Martin Ackermann, Ph.D.

Professor of Microbial Systems Ecology, Department of Environmental Systems Science, ETH ZurichMartin Ackermann’s website
Martin Ackermann headshot

PriME Project:

Together with colleagues on the PriME project, Martin Ackerman and his group aim to better understand how the collective metabolism observed at the level of microbial communities emerges from the activities of individual members and from interactions between them. A second focus of their PriME project centers mostly on the factors that shape metabolic interactions between two different microbial species, and on the cellular decision-making of individual microbes that experience spatial and temporal gradients in nutrient concentrations.

In a first step, the group will analyze metabolic interactions affected by the death of microbial cells. Many metabolic interactions are based on the exchange of metabolites that are passively released from microbial cells and then taken up by others. The release of metabolites can be strongly increased by cell death, upon which cellular components diffuse freely. Cell death can be induced by neighboring cells through specialized molecular syringes that deliver toxins into a target cell. The group will investigate whether this killing mechanism can serve as a foraging mechanism for marine microbes that colonize particles. To do so, they will combine quantitative single-cell measurements with mathematical modeling and the analysis of natural samples to critically test this hypothesis.

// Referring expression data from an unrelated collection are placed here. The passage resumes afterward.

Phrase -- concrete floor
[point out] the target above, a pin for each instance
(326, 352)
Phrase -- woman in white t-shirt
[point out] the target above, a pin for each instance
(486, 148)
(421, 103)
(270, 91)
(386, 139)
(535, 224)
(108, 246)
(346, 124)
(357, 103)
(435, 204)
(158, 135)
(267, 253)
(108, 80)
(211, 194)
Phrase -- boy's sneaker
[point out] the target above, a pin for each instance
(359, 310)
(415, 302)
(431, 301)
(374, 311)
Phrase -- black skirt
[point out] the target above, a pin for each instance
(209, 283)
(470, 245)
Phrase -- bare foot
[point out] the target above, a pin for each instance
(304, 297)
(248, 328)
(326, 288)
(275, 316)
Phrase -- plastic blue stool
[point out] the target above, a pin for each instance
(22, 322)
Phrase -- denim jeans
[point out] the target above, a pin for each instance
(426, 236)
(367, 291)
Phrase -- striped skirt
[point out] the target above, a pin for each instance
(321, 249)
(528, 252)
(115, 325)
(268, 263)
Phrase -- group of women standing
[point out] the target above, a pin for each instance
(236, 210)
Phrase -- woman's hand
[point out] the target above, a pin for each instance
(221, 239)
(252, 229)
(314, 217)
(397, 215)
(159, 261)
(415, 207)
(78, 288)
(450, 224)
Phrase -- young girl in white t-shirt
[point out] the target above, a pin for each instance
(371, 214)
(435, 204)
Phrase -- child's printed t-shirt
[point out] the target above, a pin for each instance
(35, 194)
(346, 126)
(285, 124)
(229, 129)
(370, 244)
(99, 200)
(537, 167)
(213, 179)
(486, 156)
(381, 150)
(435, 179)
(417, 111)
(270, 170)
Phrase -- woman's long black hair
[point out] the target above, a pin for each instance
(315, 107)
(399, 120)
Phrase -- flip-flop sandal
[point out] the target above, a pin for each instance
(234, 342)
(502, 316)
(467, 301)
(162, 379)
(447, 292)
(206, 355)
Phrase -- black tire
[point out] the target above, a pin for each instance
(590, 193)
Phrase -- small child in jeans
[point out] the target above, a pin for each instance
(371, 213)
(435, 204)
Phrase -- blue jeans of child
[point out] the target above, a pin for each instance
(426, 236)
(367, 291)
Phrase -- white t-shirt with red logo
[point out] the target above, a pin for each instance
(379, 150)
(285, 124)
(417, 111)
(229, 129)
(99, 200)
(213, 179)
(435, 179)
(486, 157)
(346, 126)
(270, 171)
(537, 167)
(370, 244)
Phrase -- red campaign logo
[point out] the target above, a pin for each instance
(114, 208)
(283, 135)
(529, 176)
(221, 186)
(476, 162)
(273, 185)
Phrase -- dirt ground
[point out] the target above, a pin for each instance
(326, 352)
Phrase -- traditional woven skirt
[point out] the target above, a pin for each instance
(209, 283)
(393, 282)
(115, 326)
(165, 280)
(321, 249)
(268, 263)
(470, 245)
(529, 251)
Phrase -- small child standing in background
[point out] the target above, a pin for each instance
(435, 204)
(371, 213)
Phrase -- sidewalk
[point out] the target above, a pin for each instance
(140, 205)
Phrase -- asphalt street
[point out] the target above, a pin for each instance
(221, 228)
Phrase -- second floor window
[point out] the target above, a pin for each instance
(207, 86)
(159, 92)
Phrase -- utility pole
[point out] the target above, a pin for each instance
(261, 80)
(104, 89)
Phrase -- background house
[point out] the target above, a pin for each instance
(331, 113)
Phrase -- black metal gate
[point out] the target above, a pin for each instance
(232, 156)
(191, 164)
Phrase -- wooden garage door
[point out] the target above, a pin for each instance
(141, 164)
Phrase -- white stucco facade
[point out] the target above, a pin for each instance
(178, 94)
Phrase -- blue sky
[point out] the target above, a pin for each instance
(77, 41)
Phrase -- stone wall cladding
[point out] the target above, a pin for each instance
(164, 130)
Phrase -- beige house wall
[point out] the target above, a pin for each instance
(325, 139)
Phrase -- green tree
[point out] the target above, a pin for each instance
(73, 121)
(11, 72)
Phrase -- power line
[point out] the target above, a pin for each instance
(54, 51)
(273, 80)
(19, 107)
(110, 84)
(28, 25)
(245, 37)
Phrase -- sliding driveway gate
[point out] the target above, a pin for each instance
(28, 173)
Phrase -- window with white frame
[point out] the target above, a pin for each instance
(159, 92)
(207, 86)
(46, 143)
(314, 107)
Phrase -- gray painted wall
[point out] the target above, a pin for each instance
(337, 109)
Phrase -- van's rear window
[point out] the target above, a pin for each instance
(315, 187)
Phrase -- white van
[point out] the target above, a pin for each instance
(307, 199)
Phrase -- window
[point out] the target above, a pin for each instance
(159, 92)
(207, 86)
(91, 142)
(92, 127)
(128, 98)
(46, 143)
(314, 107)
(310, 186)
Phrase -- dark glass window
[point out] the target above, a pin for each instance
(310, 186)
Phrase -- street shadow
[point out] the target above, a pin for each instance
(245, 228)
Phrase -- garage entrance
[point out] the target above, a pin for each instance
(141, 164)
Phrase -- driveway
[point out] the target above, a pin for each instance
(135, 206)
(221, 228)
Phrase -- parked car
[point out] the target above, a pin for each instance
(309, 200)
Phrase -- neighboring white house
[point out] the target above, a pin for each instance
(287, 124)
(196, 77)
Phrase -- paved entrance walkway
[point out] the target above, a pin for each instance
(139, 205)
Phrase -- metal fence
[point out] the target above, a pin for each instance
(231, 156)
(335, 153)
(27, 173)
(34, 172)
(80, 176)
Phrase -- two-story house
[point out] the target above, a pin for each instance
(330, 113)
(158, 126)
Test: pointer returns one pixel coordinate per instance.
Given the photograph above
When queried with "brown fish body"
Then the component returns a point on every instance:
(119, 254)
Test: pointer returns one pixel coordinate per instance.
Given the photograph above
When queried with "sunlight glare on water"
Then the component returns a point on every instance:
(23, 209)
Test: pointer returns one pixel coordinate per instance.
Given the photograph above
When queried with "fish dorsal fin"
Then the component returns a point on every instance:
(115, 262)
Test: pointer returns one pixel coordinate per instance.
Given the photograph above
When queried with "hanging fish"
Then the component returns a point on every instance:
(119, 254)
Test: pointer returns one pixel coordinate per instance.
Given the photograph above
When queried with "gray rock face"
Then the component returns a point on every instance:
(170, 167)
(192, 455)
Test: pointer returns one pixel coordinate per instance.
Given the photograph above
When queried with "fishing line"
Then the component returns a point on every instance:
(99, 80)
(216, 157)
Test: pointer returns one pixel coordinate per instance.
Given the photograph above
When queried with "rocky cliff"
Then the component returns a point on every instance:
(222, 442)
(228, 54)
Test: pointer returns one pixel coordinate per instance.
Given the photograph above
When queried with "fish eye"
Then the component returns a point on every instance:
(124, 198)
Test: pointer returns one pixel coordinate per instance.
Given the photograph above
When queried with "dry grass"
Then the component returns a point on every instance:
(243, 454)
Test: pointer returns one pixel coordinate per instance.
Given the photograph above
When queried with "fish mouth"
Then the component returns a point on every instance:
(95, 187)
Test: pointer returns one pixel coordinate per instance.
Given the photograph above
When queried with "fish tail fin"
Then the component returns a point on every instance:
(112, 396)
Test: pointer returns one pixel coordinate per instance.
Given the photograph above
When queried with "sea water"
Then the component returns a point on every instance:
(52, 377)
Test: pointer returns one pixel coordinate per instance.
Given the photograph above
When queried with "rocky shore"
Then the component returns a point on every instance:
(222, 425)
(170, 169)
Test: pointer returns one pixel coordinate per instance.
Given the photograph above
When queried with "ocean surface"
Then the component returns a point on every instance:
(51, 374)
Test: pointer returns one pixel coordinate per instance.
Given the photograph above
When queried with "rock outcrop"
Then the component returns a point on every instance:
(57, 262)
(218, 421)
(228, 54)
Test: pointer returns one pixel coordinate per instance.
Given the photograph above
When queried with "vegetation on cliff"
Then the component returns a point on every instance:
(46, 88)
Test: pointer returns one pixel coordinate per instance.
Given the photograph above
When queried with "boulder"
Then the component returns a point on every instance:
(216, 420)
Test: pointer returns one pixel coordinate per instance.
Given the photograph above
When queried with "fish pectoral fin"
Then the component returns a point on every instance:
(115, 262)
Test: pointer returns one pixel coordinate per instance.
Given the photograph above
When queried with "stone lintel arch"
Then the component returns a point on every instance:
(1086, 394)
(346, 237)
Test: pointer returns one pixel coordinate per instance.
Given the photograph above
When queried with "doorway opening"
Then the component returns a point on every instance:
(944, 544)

In a second step, the group aims to derive principles of how metabolic activities are spatially distributed in microbial communities that colonize the surface of marine particles. To understand and predict the collective activity in such communities, they need to understand how community members arrange in space, and how the spatial arrangement determines metabolic linkage and thus community growth. The group will capitalize on a microfluidic approach that they have established during the first part of the PriME project and on methods to quantify the uptake and assimilation of nutrients at the level of single cells. The goal of this second step is to derive principles of the spatial self-organization of microbes and metabolic processes and how this self-organization determines community-level functions.

In a third step, the group will scale up and ask how microbial metabolism unfolds in response to gradients at larger scales. More specifically, they aim to understand metabolic strategies of microbes in situations where the availability of nutrients changes over time and space. They will first analyze how flexible microbes are in the composition of their biomass. If they experience an environment where some nutrients are in excess, do they take up the nutrients and thereby change their elemental composition? The degree of short- and longer-term plasticity in elemental composition is currently not well understood yet is central for biogeochemical models of the ocean. Then, together with the group’s collaborators, they will synthesize these experimental observations into a mechanistic model of microbial growth that are informed by the spatial and temporal scales of nutrient fluctuations that are typical for the ocean.

Bio:
Martin Ackermann is a professor of microbial systems ecology at ETH Zürich and is also associated with Eawag, the Swiss Federal Institute of Aquatic Science and Technology. He studied biology at the University of Basel, majoring in evolutionary biology. He completed a Ph.D. at Basel on aging processes in bacteria. After completing postdoctoral training at the University of California, San Diego, he joined ETH Zürich in 2004, where he started his own group in 2006.

Ackermann’s group consists of about 15 Ph.D. students and postdoctoral researchers with backgrounds in microbiology, evolutionary biology, physics and computer science. The goal of the group is to work on general principles of how bacteria interact with each other and with their environment, and on how new functionality at the level of microbial consortia emerges based on the properties of individuals and their interactions. To address these questions, the group uses a quantitative-biology approach to microbial ecology; it performs quantitative single-cell measurements to determine processes at the level of individual cells, analyzes how individual cells interact among each other, and then scales up to understand processes in populations and communities. The group’s current main research interests include collective polymer degradation in bacterial populations, the spatial distribution of metabolic processes in microbial populations and communities, and the evolutionary dynamics of metabolic interactions in spatially structured communities.